Fran tardó un segundo en comprender las palabras del teniente Okoro. Hacía mucho tiempo que no escuchaba esa palabra. Sirenos. Era el término con el que se referían en el ejército a los cosmonautas, especialmente a aquellos que vivieron el Primer Contacto. La palabra era despectiva y sintió una chispa de irritación iniciándose en su interior, pero la apagó sin esfuerzo. El hombre a su lado estaba asustado. No pretendía ser grosero.

—Creo que estaban peor que nosotros. Ellos no sabían qué iban a encontrar una vez abrieran la cápsula. Nosotros hemos entablado contacto, hemos recibido fotos. Sabemos cómo son. No deberíamos tener miedo.

Escuchó un resoplido irónico y giró la cabeza para observar los rasgos anchos de su compañero. Su piel oscura estaba perlada de sudor.

—No, claro, no deberíamos tener miedo. Pero seríamos imbéciles si no lo tuviéramos.

—No van a hacernos daños.

—A menos de que los ofendamos sin saberlo. Vete a saber tú qué puede ser un insulto imperdonable para ellos. A lo mejor les intentamos dar la mano y piensan que estamos insultando a sus madres. Fíjate en los hirge. Son mas raros que un perro verde, y se parecen físicamente a nosotros, mucho más de lo que se parecen estos… estos señores azules. ¿Has visto su piel? ¿Y su pelo? Espero que sean pelucas. En serio lo espero, y aún así no hay forma de que tenga sentido que una cultura inteligente decida teñir a sus políticos con colores tan estridentes.

Fran asintió, escuchando con calma el monólogo cada vez más nervioso.
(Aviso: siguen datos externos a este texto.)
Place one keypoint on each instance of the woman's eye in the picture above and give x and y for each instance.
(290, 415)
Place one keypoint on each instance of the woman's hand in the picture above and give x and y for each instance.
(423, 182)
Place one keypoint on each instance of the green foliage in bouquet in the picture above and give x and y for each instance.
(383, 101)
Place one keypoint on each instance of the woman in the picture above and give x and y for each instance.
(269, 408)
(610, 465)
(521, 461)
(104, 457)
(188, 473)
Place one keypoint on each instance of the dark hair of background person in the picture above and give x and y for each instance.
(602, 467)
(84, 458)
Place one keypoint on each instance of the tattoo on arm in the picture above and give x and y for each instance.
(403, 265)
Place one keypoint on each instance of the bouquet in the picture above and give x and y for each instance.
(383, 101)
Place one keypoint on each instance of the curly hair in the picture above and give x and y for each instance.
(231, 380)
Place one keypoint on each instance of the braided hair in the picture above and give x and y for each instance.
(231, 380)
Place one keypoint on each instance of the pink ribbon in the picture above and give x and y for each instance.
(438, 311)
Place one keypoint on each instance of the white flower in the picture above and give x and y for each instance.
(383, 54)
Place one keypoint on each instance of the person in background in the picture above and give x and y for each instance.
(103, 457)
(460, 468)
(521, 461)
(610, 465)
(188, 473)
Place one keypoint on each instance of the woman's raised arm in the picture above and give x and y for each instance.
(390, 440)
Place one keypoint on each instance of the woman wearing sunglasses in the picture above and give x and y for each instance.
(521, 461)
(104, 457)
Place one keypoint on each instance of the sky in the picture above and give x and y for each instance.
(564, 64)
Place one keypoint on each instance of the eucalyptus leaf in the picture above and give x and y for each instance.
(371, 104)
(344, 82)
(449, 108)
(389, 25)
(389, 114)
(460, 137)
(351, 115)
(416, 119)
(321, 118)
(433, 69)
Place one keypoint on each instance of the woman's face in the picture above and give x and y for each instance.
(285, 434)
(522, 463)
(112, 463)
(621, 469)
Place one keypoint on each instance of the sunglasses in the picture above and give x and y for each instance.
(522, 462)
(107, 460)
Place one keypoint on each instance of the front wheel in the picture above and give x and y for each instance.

Okoro estaba esforzándose por mantener su voz a un volumen bajo, pero sus susurros eran audibles por los hombres que los rodeaban y se notaba que la gente comenzaba a inquietarse.

—Creo que lo más inteligente es no juzgar por ahora. Mantén la mente en blanco. Limítate a observar y guardar silencio. Luego, cuando tengamos suficiente información, podremos opinar sobre cómo son. Dejemos las sospechas de cómo es su sociedad en base a sus pelucas a nuestro etnólogo favorito.

Ante la simple mención de Shawn Panfil, Okoro se sonrió, quizás comprendiendo que estaba dejándose llevar por la ansiedad, y asintió.

—Tienes razón. No nos pagan para que hagamos estudios sobre los yldianos, sino porque protejamos a nuestros embajadores —Luego miró a sus hombres, los cuales estaban sentados en el banco frente a él, y les hizo un gesto con la cabeza—. ¿Habéis oído? No quiero a nadie actuando por su cuenta ahí abajo. Vamos a comportarnos como malditos maniquies. Ni un ceño fruncido, ni un gesto entre ustedes. No quiero ni verles rascarse el culo, y no digamos ya estornudar. Si un gesto se malinterpreta, no lo habremos hecho nosotros. ¿Entendido? Si a alguien le pica la nariz o va a toser, que lo haga ya.

Como si sus palabras hubieran surtido un efecto mágico, Fran observó con una sonrisa cómo los hombres iban bajando la cara, ladeándo el rostro o haciendo expresiones para que no se notara que habían comenzado a sentir picores. Unas débiles toses se escucharon en el fondo, luego otras más cerca, y unos cuantos no pudieron resistir y terminaron rascándose el hombro, la frente o las barbas, muchas de ellas sudorosas.